After Jim Hancock’s departure, Alf felt that the finger of fate was pointing to his future in Thirsk. He still could not acquire a full partnership with Donald but, with every passing day, his love of the Thirsk area grew and, with it, the realisation that this was where he wanted to make his home and bring up his family.
Donald was someone he still could not help liking. He had come to know him well and could see beyond his awkward side, discerning qualities he considered vitally important in a colleague – a sense of humour and not so much as a trace of underhand behaviour. The only remaining problem lay in persuading Donald to accept him as a full partner.
Donald’s lifestyle, through his marriage to Audrey Adamson, had undergone a remarkable transformation. Audrey, who came from a wealthy shipbuilding family, bought a fine, elegant country house, Southwoods Hall, and she and Donald moved there in 1945. Having married into money, he could indulge in some pleasurable pastimes – shooting, hunting, fishing and walking around his country estate which was finely situated in the hills a few miles east of Thirsk. With the persistent nudge of financial worries no longer being felt by Donald, he did not really have to put in too many hours at 23 Kirkgate. It helped, too, that in Alf Wight he had a willing worker as a colleague.

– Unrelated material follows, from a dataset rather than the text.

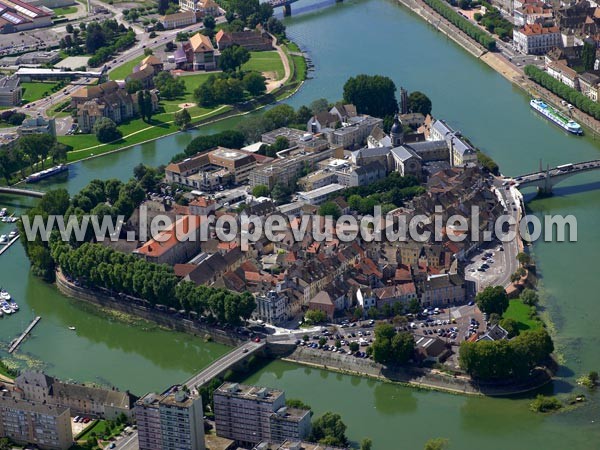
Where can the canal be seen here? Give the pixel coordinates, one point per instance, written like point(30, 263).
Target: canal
point(363, 36)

As 1945 progressed, however, Alf decided, in his own words, ‘to be a sucker no longer’. With his standing in the farming community now much stronger, and feeling in a solid position to demand a fairer deal from Donald, he approached him again.
This time, Donald, although still refusing to grant him a full partnership, agreed to Alf having an equal share of the practice profits from 1946 onwards, resulting in a tremendous boost to Alf’s finances. He had received a total of £464, about £9 per week in 1945 but, after sharing the profits equally with Donald, he grossed £1229 at the end of the financial year in 1946, a leap of 265%. He had to work like a Trojan to earn it but he didn’t mind. He was on his way.